Enhanced open circuit voltage by hydrophilic ionic liquids as buffer layer in conjugated polymer–nanoporous titania hybrid solar cells

Abstract

We demonstrate the fabrication of a nanoporous titania (NP-TiO₂) network structure by using a polystylene-block-poly(4-vinylpyridine) (PS-b-P4VP) diblock copolymer template and modifying the surface of NP-TiO₂ with ionic liquids (ILs), bmim-BF₄ and benmim-Cl. The effect of the molecular weight of PS-b-P4VP on the morphology of the NP-TiO₂ and IL-modified NP-TiO₂ are characterized by scanning electron microscopy and contact angle measurements. Subsequently, hybrid solar cells are fabricated using MEH-PPV and NP-TiO₂, and the effect of IL layers and IL concentrations on device performances are evaluated under AM 1.5 G illumination.

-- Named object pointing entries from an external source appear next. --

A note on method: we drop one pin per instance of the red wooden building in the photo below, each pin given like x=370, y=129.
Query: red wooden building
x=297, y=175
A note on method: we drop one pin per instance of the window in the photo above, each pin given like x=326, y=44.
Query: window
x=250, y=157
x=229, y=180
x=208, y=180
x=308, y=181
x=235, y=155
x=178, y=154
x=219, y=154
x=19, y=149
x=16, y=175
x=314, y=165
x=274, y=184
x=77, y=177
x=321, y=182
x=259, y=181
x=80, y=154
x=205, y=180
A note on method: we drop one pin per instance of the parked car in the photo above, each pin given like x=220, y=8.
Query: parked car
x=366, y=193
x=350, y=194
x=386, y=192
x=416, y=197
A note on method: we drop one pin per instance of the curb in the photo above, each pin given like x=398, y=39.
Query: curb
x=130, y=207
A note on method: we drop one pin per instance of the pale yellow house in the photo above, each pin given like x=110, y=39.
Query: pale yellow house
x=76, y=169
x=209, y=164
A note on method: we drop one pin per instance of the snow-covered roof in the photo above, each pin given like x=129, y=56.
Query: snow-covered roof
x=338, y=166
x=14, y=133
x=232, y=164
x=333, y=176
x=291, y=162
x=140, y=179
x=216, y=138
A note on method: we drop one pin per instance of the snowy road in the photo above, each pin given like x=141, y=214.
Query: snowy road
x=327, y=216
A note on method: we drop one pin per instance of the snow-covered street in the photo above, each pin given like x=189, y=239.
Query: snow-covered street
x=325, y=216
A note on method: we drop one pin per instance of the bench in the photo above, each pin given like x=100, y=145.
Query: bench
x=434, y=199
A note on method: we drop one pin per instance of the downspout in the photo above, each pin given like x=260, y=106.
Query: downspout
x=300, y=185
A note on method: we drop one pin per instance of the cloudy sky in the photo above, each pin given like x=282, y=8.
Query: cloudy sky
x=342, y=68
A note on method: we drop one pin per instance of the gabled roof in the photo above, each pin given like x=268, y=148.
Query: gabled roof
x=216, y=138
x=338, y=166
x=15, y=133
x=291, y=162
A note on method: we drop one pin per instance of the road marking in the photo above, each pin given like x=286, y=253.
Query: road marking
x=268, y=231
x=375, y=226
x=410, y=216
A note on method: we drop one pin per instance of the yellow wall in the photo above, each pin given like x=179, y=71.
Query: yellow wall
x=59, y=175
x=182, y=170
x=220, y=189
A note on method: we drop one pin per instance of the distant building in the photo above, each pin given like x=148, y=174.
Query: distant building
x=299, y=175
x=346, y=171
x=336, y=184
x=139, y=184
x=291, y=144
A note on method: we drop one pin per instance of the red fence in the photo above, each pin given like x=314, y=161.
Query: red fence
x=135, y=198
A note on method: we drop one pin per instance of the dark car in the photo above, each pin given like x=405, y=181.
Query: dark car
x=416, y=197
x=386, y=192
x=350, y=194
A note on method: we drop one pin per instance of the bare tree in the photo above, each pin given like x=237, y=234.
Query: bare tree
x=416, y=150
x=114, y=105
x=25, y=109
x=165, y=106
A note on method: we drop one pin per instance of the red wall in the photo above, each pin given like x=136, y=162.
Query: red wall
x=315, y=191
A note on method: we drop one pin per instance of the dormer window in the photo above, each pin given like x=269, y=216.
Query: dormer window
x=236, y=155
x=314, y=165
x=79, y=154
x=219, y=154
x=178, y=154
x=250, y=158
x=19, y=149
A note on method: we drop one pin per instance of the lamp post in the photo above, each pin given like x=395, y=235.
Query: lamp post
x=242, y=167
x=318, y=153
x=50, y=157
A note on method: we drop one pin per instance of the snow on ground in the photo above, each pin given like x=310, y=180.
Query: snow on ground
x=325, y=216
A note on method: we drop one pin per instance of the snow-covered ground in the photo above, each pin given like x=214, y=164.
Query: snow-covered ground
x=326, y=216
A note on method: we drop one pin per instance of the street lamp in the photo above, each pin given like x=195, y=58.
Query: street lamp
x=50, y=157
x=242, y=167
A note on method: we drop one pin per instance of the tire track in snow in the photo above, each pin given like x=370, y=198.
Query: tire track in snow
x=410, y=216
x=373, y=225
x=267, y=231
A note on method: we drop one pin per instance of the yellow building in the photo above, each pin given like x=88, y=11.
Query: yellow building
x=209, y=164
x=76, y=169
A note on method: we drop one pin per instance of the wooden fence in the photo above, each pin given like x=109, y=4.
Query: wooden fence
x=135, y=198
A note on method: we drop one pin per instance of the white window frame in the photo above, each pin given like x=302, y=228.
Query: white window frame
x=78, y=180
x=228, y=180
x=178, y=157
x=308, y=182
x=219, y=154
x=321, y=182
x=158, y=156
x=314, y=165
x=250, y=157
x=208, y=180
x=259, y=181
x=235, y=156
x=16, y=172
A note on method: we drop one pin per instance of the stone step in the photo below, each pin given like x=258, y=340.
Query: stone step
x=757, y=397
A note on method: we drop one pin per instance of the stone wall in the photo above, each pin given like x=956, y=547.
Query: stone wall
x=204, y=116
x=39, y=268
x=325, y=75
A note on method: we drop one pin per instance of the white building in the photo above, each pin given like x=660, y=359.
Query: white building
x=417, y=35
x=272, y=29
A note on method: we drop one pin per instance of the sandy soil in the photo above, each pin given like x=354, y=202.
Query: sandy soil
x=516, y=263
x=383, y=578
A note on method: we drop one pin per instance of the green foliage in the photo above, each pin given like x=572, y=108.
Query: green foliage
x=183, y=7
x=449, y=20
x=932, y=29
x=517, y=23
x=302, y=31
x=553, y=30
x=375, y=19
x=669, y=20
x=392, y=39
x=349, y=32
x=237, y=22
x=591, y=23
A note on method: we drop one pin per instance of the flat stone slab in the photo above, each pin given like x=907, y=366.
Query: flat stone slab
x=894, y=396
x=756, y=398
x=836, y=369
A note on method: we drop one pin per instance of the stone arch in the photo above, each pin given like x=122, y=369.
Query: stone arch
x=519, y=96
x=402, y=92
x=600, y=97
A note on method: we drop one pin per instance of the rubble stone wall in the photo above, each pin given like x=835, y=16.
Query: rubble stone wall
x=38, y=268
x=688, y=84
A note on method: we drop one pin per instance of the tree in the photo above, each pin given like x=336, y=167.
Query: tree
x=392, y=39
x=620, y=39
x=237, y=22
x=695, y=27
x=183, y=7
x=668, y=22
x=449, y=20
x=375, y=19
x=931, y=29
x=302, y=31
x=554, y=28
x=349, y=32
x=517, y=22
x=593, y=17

The devices containing bmim-BF₄ and benmim-Cl show drastically enhanced open circuit voltages (V_oc) of 1.05 V and 0.91 V, respectively, while the reference device without an IL layer exhibits a V_oc of 0.60 V. Significantly improved V_oc can be attributed to the change in interfacial energy levels by formation of ionic double layers at the TiO₂/IL and at the IL/MEH-PPV interfaces. We also observed the trend that short circuit current decreased and V_oc increased with increasing IL concentration, which is ascribed to interruption of charge transfer from MEH-PPV to TiO₂ and the change in interfacial energy level by shifting the vacuum level, respectively.